Ove possibile i dati sono stati paragonati con quelli del 2019 pre-pandemia.

Il 77,4% degli intervistati dichiara di utilizzare Facebook per la sua attività, il 60,7% i siti internet, una percentuale pari al 57,1% fa uso di Google My Business, il 52,4% si avvale di Instagram, il 27,4% si affida ad app come WhatsApp e il 20,2% dispone di un sito e-commerce. I canali marketplace li tiene in considerazione solo il 14,3%, una percentuale ancora più esigua usa l’artificial intelligence (13,1%) ed infine Twitter (3,6%).

Rispetto al 2019,

molti dei dati percentuali sono in aumento. In particolare registriamo una crescita del 22,1% per Google My Business, del 12,4% per Facebook, del 7,5% per i portali online e-commerce e del 5,9% per Instagram.

Tra i benefici tangibili riscontrati, quasi la totalità sostiene di aver constatato un più rapido accesso alle informazioni ricercate (94,1%), più della metà di aver riscontrato un aumento dei clienti (76,5%) e delle vendite (67,7%).

I progressi e i benefit tangibili conseguiti in seguito all’implementazione dei processi di digitalizzazione all’interno della propria attività vengono riconosciuti da sempre più imprenditori. Rispetto al 2019, il 29,3% in più dichiara di aver velocizzato l’iter di ricerca e accesso alle informazioni grazie all’introduzione o al miglioramento di strumenti digitali, il 24,5% in più dichiara di aver registrato un incremento nelle vendite e il 26,9% in più un aumento dei clienti, sempre legati all’ottimizzazione “tech” dei propri processi aziendali.

Le innovazioni digitali

che hanno recentemente apportato più di due terzi dei rispondenti (71,2%) riguardano l’introduzione di sistemi di pagamento elettronico. Inoltre, la cassa evoluta o mobile POS e la fatturazione elettronica sono state entrambe introdotte dal 60% del campione.

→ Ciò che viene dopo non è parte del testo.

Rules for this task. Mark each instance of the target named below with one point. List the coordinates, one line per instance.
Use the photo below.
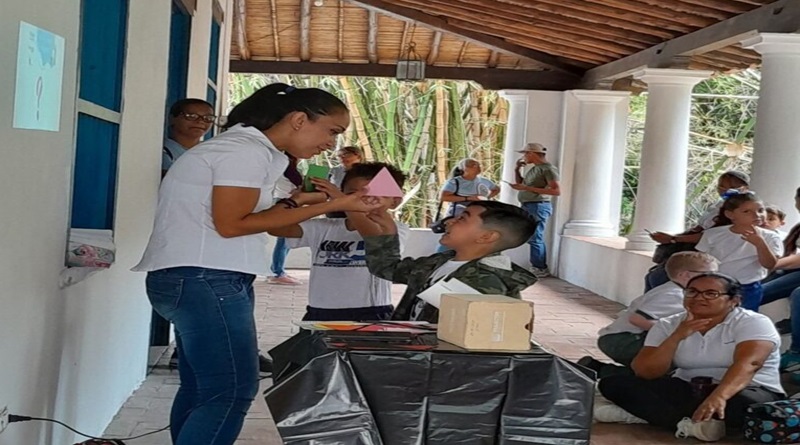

La parte restante si frammenta tra chi ha installato la rete Wi-Fi in store (57,5%, ben il 32,1% in più rispetto a 2 anni fa), chi ha introdotto sistemi di comunicazione digitale con i fornitori (53,4%), pubblicità e marketing innovativi (49,3%), soluzioni di CRM come Business analytics (15,1%, a fronte di un 8,5% registrato nel 2019), realtà aumentata (11,0%), monitoraggio dei clienti in store (9,6%), on-liner selling nel punto vendita (8,2%), accettazione couponing e loyalty (5,5%), digital signage, vetrine intelligenti, totem, touch point, specchi smart (4,1%), cartellini innovativi e scaffali intelligenti (1,4%).

Coloro che hanno scelto di non investire

le proprie risorse in innovazione digital sono una minoranza, solo il 13%, e adducono tale scelta a diverse motivazioni: il 31,3% sostiene che le soluzioni digitali non siano adeguate alla loro tipologia di clientela, il 27,5% trova i costi di installazione e mantenimento troppo elevati, il 22,5% non l’ha fatto per mancanza di competenza e il 18,7% a causa di una scarsa conoscenza delle soluzioni che offre il mercato.

Gli strumenti di pubblicità online vengono utilizzati dal 62% del campione.

Tra gli utilizzatori di strumenti di pubblicità online, la fetta più cospicua si affida ai social network sia attraverso pagine e profili personali e commerciali sia attraverso post e contenuti sponsorizzati (58%).

Quasi il 13% fa uso di Google e Google Ads, il 6,5% utilizza il sito internet, WhatsApp e sistemi di e-mail marketing.

Riguardo alla spesa media annuale impiegata in promozione via web

i dati sono omologhi a quelli pre-pandemici, rimane infatti ancora molto bassa: oltre la metà del campione asserisce di spendere non oltre i 100 euro.

Il 28,3% arriva fino a 500 euro, l’11,3% a 1000 euro, il 2% a 2000 euro e il 5,7% supera i 2000 euro di budget.